家族が遠方に住んでいる場合、日々の介護を直接支援できないことが多いでしょう。

そんなときに、「何かあっても医師がすぐ来てくれる」という体制は、家族にとっても大きな支えになります。

具体的に何が助かるか

・医師の訪問結果をLINEや電話で報告してもらえる

・ケアプランに医療の視点が入ることで、サービスがより適切になる

・往診結果がケアマネジャーや施設と共有されることで、チーム連携が強化される離れていても、医療と介護の連携が見える形で実現されるのは、家族にとって大きな安心です。

地域視点

救急医療の負担軽減と連携の強化

往診の増加は、医療機関や救急サービスにも良い影響を与えています。

特に、本当に救急対応が必要な人に医療リソースを集中できるという点は、地域にとって非常に大きな意義があります。

地域で見られる動き

・不要不急の救急車利用が減り、病院の逼迫が緩和

・医療と介護の「合同カンファレンス」などの連携が活発化

・小規模多機能施設や訪問看護との連携が進むことで、地域包括ケアの実現に近づく

介護と医療の「縦割り」ではなく、「横断的な連携」が地域全体の持続可能性を支えていくのです。

課題

すべての往診が必要とは限らない

一方で、「すべての往診が本当に必要か」という点については、慎重な見極めが必要です。

中には、診療報酬を目的として必要性の低い往診が行われているという指摘もあり、制度の見直しも始まっています。

想定される課題と対応

不必要な往診の増加

患者や家族の不安から、必要以上に依頼されるケースも。

→ 医療・介護の多職種連携での判断が重要。

診療報酬目的の利用

一部の医療機関が報酬狙いで深夜往診を乱用。

→ 報酬制度の適正化と透明性の確保。

医師不足・地域差

対応できる医師の数が地域によって大きく異なる。

→ 遠隔医療や民間委託による補完的活用が有効。

結論

往診は、介護者にとって「安心と信頼のインフラ」

医師による往診は、高齢者の命と生活を守る重要なサービスです。

介護者にとっては、自宅という環境の中で、医療がすぐ近くにあるという感覚は、ケアの質を飛躍的に高めます。

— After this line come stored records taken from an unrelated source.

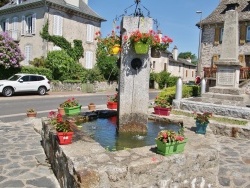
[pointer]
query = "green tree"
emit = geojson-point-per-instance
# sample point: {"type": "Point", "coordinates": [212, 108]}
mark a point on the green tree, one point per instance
{"type": "Point", "coordinates": [185, 55]}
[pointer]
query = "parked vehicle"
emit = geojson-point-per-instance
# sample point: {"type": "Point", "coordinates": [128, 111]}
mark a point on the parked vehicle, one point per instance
{"type": "Point", "coordinates": [23, 83]}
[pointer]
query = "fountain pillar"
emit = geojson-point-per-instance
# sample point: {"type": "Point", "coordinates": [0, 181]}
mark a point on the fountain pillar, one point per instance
{"type": "Point", "coordinates": [134, 79]}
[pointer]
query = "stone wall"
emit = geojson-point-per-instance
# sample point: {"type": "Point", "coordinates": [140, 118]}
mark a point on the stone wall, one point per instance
{"type": "Point", "coordinates": [85, 164]}
{"type": "Point", "coordinates": [86, 87]}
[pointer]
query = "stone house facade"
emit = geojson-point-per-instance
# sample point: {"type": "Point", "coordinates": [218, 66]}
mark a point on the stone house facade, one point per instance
{"type": "Point", "coordinates": [212, 34]}
{"type": "Point", "coordinates": [72, 19]}
{"type": "Point", "coordinates": [179, 67]}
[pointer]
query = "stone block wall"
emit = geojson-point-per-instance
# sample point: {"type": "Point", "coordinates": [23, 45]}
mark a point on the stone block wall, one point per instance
{"type": "Point", "coordinates": [85, 164]}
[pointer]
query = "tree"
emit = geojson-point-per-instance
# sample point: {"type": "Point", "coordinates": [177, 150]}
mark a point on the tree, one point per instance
{"type": "Point", "coordinates": [10, 53]}
{"type": "Point", "coordinates": [185, 55]}
{"type": "Point", "coordinates": [3, 2]}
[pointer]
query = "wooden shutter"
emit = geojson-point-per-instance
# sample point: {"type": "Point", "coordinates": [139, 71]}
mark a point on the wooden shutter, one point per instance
{"type": "Point", "coordinates": [217, 36]}
{"type": "Point", "coordinates": [89, 60]}
{"type": "Point", "coordinates": [241, 58]}
{"type": "Point", "coordinates": [28, 49]}
{"type": "Point", "coordinates": [243, 29]}
{"type": "Point", "coordinates": [23, 25]}
{"type": "Point", "coordinates": [90, 33]}
{"type": "Point", "coordinates": [33, 23]}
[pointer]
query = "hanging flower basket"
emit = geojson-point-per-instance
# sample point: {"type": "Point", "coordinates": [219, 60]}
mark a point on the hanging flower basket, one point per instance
{"type": "Point", "coordinates": [115, 49]}
{"type": "Point", "coordinates": [155, 53]}
{"type": "Point", "coordinates": [141, 48]}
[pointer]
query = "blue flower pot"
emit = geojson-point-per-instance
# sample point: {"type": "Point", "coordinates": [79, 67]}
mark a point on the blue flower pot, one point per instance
{"type": "Point", "coordinates": [201, 127]}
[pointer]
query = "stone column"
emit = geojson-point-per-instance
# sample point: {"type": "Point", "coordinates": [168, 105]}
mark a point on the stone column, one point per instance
{"type": "Point", "coordinates": [134, 79]}
{"type": "Point", "coordinates": [228, 66]}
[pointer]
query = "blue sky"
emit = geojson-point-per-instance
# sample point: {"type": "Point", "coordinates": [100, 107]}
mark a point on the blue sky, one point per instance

ただし、制度としての公平性や持続性も考える必要があります。

介護福祉の基本である「必要な人に、必要なときに、必要な支援を」という理念に基づき、往診も適切に使われるべきです。

適切な往診があれば、家族も地域も医療も安心できます。

介護の現場において、これからの医療連携の「要」として、ますますその価値は高まっていくでしょう。